Techniques such as deep breathing and meditation that help you to relax in any stressful situation can also be helpful when dealing with the nervousness and tension that affect students with math anxiety.
2. Combat negative thinking.
Lack of confidence can be a major impediment for students with math anxiety. Replace those negative thoughts (“I can’t do this”, “I’ve never been good at math”, “I won’t finish in time”) with confidence-building affirmations (“I know this”, “I’m prepared”, “I can do this”).
3. Visualize yourself succeeding.
Athletes use the technique of “visualization” to prepare for major competitions. Imagine yourself being relaxed doing math and during a test and confidently solving the problems.
4. Do “easiest” problems first.
Build up your confidence by first doing those problems in an assignment or on a test that you “know” best. It’ll help you relax when you tackle the “harder” stuff.
5. Channel your stress into something else.
Free up your mind by relieving some of your physical responses to stress. Get up and run around the hall for a minute before the test or squeeze a stress ball like crazy during the test.
6. Start preparing early.
If you try to “cram” the material quickly, you are likely to forget it quickly too.
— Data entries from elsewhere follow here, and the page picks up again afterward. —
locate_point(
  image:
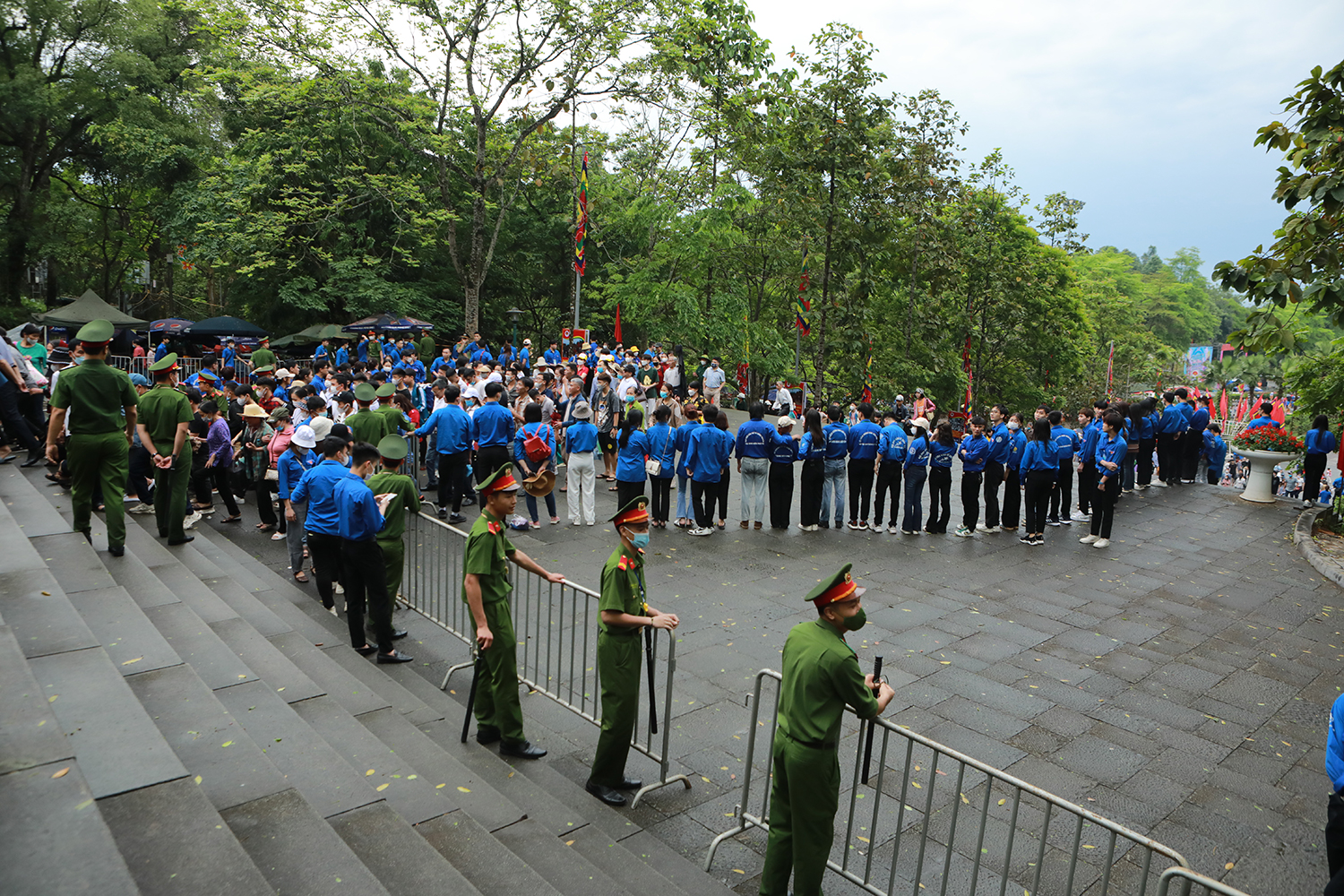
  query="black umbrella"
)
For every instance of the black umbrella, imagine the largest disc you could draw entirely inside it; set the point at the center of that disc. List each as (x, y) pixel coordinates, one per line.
(218, 327)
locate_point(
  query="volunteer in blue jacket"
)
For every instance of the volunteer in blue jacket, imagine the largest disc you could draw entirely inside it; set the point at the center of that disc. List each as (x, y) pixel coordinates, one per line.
(863, 457)
(784, 452)
(1320, 443)
(1066, 446)
(973, 452)
(832, 484)
(892, 458)
(1040, 466)
(917, 471)
(1109, 454)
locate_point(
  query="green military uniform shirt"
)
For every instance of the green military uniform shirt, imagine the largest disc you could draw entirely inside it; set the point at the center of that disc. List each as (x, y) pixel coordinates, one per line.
(367, 426)
(408, 495)
(161, 409)
(820, 676)
(623, 589)
(94, 394)
(487, 557)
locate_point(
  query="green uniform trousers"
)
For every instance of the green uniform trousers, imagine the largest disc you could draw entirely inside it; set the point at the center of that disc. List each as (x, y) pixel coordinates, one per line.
(94, 461)
(394, 559)
(496, 694)
(171, 498)
(803, 814)
(618, 669)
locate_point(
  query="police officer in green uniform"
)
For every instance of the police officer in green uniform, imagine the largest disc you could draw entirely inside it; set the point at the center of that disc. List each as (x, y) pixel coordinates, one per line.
(367, 425)
(486, 589)
(820, 676)
(101, 403)
(164, 414)
(624, 613)
(390, 479)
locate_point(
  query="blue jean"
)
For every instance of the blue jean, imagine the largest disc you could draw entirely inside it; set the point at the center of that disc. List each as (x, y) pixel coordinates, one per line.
(832, 479)
(916, 477)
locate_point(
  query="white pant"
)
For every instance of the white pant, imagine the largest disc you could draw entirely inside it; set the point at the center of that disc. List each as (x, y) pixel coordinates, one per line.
(581, 481)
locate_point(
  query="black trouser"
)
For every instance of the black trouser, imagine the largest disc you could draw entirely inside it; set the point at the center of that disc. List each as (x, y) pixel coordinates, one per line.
(1012, 500)
(325, 554)
(366, 575)
(1064, 495)
(1088, 484)
(1104, 505)
(661, 497)
(994, 478)
(488, 460)
(860, 489)
(970, 484)
(1144, 463)
(780, 484)
(809, 504)
(452, 470)
(940, 500)
(889, 478)
(702, 495)
(1039, 485)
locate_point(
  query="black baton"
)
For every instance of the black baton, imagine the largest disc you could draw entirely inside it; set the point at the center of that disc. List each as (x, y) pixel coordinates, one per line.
(470, 694)
(653, 705)
(873, 723)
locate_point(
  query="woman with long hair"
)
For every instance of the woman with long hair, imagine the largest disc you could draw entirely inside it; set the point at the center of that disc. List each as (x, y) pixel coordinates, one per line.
(632, 446)
(812, 449)
(1040, 465)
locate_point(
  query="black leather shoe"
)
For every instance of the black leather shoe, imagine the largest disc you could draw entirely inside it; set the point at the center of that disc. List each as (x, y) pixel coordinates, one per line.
(605, 794)
(523, 750)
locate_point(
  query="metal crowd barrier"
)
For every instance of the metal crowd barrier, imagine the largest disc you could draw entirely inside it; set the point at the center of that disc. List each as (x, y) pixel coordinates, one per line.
(1185, 879)
(940, 821)
(556, 626)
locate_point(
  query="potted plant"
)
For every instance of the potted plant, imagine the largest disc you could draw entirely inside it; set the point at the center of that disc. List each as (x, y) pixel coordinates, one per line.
(1265, 446)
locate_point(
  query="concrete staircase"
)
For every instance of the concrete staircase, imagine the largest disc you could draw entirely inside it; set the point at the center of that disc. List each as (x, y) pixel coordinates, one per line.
(190, 721)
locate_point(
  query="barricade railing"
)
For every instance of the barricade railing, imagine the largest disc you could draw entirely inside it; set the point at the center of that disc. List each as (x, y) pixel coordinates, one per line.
(556, 626)
(954, 818)
(1185, 880)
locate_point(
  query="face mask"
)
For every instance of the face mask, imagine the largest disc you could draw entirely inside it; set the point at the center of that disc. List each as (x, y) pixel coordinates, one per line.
(857, 621)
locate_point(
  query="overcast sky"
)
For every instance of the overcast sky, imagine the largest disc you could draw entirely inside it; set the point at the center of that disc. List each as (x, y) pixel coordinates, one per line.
(1144, 109)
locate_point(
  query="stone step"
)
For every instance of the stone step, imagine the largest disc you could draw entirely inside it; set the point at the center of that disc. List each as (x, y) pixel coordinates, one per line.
(483, 860)
(297, 852)
(175, 844)
(115, 740)
(405, 864)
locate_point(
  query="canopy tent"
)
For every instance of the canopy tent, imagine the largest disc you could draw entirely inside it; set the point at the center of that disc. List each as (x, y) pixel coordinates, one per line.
(387, 323)
(220, 327)
(83, 309)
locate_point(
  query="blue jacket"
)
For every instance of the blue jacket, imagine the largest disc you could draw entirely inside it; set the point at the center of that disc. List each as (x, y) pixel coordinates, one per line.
(892, 444)
(973, 452)
(1320, 443)
(492, 425)
(706, 454)
(863, 441)
(1038, 455)
(317, 487)
(453, 429)
(754, 440)
(838, 440)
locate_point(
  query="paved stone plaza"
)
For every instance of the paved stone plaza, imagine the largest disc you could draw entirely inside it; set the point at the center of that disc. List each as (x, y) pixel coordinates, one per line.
(1177, 681)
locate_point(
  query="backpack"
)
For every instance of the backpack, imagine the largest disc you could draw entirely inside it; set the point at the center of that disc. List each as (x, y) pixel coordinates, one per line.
(537, 446)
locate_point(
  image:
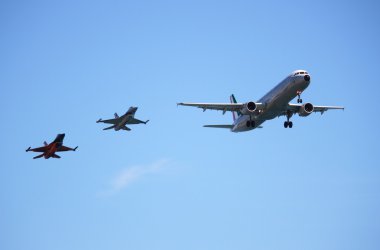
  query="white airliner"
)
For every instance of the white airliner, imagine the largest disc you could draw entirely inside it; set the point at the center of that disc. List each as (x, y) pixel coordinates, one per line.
(275, 103)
If you practice the
material over a period of time, you will have a better understanding of it and are less likely to forget it when under stress.
7. Take care of yourself.
Although it’s not easy when you’re in school, eating and sleeping well helps your body and mind function to their fullest potential.
8. Try to understand the “why” of statistical concepts rather than memorizing them.
The first thing to go when you are under stress is your short-term memory. This is one reason it is so important to understand that math is not just a set of rules that you have to memorize but that each concept builds on what came before. If you understand the reason behind the rules, you will remember the concepts better and be able to apply them in many different types of problems (not just ones you’ve seen before).
9. Reward yourself for hard work.
After completing a difficult assignment or an exam, it’s time to give yourself a break.
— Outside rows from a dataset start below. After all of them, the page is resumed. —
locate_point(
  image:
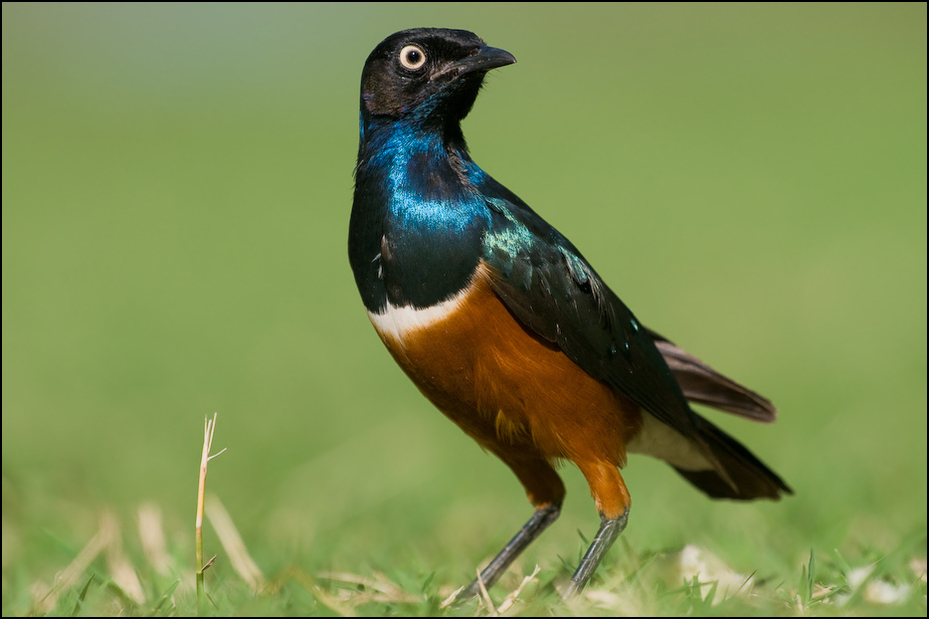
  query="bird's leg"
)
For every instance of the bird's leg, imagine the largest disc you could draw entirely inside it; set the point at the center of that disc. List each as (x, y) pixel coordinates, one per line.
(610, 528)
(546, 492)
(541, 519)
(612, 498)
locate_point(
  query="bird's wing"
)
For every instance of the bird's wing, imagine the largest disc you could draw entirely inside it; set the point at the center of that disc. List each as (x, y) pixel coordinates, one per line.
(547, 284)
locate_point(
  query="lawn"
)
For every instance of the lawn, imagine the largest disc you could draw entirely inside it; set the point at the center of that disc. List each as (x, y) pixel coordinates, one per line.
(177, 180)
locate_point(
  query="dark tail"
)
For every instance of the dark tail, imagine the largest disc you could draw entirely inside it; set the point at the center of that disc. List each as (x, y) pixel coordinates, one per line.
(704, 385)
(748, 477)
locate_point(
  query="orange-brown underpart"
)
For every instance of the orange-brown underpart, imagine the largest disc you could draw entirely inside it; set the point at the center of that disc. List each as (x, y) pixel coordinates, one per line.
(520, 397)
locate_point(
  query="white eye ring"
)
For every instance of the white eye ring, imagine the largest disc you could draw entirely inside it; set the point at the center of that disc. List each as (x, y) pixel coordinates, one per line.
(412, 57)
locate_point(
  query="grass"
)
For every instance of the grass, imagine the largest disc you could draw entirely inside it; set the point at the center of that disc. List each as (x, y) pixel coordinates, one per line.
(750, 179)
(142, 578)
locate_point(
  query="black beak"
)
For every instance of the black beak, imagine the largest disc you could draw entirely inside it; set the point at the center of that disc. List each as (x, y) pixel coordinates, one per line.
(484, 60)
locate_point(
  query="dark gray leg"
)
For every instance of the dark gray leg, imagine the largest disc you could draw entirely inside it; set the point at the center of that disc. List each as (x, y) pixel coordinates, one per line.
(610, 528)
(540, 521)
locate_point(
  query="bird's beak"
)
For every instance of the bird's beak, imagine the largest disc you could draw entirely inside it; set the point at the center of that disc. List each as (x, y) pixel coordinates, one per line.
(484, 60)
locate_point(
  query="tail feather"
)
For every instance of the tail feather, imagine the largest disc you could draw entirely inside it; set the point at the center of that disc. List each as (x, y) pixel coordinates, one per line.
(748, 477)
(704, 385)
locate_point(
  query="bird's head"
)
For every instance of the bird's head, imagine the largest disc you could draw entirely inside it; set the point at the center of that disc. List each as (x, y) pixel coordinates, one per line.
(430, 76)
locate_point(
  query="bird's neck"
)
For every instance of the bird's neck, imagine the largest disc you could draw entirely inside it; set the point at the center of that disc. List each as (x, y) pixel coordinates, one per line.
(418, 217)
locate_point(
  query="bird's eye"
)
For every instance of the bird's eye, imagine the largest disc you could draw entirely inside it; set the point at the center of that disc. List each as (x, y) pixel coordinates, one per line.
(412, 57)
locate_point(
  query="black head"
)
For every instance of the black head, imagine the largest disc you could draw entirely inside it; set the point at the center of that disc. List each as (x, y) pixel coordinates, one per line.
(427, 72)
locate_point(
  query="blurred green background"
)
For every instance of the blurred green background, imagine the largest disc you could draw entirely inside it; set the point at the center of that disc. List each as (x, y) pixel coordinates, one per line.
(177, 181)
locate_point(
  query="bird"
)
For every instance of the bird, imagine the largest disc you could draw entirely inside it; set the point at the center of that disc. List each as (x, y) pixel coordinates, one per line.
(502, 323)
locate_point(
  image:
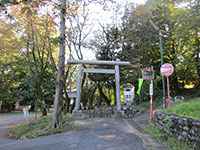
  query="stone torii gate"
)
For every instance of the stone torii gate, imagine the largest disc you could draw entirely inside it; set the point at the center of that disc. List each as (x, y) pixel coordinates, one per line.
(81, 71)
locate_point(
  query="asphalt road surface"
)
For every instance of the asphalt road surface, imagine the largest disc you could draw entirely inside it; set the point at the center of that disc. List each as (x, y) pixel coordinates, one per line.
(97, 134)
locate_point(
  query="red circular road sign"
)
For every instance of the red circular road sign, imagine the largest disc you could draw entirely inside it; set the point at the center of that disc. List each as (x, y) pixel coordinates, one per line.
(167, 69)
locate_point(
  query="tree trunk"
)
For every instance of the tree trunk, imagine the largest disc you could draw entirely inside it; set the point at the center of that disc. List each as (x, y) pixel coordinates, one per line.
(61, 69)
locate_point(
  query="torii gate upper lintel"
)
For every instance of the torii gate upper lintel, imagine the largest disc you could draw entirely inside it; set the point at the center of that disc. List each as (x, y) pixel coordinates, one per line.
(81, 71)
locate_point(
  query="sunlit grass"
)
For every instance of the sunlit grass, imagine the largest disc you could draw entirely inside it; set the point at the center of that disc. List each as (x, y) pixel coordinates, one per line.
(189, 108)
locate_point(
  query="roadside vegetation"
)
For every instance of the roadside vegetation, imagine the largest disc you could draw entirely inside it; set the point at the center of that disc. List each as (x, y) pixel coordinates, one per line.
(189, 108)
(169, 141)
(41, 127)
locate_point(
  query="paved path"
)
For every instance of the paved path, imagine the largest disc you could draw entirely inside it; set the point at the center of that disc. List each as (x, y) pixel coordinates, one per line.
(98, 134)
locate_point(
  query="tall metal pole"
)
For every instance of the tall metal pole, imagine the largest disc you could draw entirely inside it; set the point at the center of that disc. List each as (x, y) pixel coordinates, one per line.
(162, 61)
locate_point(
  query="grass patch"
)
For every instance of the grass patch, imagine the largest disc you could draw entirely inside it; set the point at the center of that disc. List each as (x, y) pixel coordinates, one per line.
(189, 108)
(40, 127)
(170, 142)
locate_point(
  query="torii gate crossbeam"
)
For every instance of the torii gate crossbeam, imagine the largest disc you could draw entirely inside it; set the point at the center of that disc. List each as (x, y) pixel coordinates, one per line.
(104, 71)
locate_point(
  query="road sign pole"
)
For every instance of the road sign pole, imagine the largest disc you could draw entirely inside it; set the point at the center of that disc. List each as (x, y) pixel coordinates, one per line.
(151, 100)
(162, 61)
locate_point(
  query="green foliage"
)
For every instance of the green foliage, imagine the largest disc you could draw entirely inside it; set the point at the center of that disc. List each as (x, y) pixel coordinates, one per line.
(170, 142)
(41, 127)
(188, 108)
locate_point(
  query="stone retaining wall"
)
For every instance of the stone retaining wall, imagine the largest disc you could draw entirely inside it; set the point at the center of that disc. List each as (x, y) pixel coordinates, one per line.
(183, 128)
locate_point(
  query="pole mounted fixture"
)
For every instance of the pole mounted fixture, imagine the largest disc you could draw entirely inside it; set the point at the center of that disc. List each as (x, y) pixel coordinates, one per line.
(161, 52)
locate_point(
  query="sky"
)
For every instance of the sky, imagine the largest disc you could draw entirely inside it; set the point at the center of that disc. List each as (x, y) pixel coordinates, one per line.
(105, 17)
What can statistics do for us?

There are three major things that we can do with statistics:

  1. Describe: The world is complex and we often need to describe it in a simplified way that we can understand.
  2. Decide: We often need to make decisions based on data, usually in the face of uncertainty.
  3. Predict: We often wish to make predictions about new situations based on our knowledge of previous situations.

Let’s look at an example of these in action, centered on a question that many of us are interested in: How do we decide what’s healthy to eat? There are many different sources of guidance; government dietary guidelines, diet books, and bloggers, just to name a few. Let’s focus in on a specific question: Is saturated fat in our diet a bad thing?

One way that we might answer this question is common sense. If we eat fat, then it’s going to turn straight into fat in our bodies, right? And we have all seen photos of arteries clogged with fat, so eating fat is going to clog our arteries, right?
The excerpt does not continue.